According to the AP Mason told reporters that the multiple fraud charges Greer faces in state court are due to “right-wing conservatives who turned against Crist, the man who picked Greer to head the state party, and decided to punish the governor by ruining Greer”.

Greer is the “victim” in the case, Mason said.

Though Mason “would not discuss the evidence against Greer” — including the salacious tidbits released by prosecutors last week — the attorney told reporters that his client would emerge from the legal process in the clear.

“I believe we’ll be able to prove Jim Greer is not guilty whatsoever,” Mason said, according to the AP.

The lawyer tried to play up the political aspects of the case at the press conference Monday which, the AP noted, Greer himself “did not attend.” Mason said McCollum, who as attorney general is theoretically in charge of the case against Greer, has “severe conflicts of interest” in the case thanks to his past connections with the former GOP chair and called on the judge in the case to dismiss state prosecutors from moving forward.

A representative for the state’s prosecution team said that the agency prosecuting the case was entirely separate from McCollum’s office and that the attorney general had not spoken with prosecutors about the case since it began last month.

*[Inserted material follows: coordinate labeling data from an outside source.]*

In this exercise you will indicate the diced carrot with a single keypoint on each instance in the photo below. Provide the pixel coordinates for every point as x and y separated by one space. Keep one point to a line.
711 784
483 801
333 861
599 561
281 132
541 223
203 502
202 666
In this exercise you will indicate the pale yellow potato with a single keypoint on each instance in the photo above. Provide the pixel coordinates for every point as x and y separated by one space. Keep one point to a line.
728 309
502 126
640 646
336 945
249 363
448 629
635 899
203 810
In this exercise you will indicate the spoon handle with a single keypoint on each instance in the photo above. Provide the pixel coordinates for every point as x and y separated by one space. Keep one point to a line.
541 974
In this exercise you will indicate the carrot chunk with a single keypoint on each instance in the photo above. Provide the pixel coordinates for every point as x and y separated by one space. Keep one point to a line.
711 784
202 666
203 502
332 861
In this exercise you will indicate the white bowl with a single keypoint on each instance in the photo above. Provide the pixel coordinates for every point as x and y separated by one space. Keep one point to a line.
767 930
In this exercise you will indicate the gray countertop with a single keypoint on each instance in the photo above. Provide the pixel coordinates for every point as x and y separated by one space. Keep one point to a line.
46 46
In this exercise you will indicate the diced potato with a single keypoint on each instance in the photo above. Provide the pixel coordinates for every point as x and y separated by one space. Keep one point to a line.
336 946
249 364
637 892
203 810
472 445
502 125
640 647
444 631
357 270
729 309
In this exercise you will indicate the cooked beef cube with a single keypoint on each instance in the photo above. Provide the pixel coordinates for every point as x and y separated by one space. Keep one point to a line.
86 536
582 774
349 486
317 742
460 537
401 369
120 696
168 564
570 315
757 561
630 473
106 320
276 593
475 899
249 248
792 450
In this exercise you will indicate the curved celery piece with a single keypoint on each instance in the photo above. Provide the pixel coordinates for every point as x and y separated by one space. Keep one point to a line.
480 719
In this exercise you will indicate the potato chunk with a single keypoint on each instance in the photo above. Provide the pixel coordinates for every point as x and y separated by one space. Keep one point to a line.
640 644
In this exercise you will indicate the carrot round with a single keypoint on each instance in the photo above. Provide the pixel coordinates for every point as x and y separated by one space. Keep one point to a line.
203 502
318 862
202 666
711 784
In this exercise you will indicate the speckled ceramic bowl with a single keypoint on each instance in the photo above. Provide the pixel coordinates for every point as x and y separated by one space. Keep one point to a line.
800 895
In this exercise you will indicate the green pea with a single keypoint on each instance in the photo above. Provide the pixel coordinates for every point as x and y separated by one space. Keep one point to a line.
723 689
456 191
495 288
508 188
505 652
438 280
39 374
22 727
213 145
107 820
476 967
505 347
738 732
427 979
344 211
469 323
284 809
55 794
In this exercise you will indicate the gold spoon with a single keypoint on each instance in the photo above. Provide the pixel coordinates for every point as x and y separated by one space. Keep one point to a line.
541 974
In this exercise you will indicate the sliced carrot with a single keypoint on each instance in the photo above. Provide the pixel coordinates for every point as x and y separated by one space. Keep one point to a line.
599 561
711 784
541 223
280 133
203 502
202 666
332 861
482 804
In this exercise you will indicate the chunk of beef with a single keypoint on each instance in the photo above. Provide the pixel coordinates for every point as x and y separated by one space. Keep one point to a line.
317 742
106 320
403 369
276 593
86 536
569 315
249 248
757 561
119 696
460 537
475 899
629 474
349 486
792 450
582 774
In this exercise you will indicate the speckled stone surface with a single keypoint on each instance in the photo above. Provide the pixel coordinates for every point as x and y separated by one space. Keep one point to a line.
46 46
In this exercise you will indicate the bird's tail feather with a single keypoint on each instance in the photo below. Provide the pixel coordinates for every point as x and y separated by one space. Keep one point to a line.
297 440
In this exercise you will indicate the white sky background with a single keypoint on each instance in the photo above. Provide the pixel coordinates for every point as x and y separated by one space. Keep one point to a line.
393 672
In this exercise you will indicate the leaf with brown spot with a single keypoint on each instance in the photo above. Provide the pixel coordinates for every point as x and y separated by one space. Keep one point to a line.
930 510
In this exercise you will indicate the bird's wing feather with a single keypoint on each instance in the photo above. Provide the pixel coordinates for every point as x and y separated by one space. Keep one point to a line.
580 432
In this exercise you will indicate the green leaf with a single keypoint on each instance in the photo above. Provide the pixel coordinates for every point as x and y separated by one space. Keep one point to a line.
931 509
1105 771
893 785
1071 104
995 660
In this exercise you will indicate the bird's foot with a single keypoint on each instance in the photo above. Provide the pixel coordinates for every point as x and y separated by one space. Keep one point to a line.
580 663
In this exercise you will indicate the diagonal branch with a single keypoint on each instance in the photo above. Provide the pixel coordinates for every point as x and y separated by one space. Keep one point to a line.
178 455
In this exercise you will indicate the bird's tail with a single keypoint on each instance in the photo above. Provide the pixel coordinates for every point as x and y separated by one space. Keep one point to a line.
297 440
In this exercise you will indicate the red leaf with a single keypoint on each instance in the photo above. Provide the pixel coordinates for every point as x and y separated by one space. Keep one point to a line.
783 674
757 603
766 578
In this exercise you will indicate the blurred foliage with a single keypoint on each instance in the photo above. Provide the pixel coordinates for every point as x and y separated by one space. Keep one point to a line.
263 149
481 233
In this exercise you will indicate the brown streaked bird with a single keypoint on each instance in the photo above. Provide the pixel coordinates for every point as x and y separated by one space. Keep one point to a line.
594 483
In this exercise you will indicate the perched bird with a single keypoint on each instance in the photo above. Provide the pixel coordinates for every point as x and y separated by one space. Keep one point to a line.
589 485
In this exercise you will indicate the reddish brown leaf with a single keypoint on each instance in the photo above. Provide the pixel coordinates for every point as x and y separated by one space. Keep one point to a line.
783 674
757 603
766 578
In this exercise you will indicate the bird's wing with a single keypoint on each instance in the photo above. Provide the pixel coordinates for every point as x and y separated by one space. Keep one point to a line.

The possibility of Crist or McCollum — former Greer allies with close ties to the party organization as he ran it — taking the stand could turn an already highly-politicized case into an event that could change the direction of both the gubernatorial and Senate races in Florida. Crist left the Republican party to run for Senate as an independent, while McCollum is struggling in a surprise primary where his opponent has already begun pushing him on his ties to the state GOP corruption case.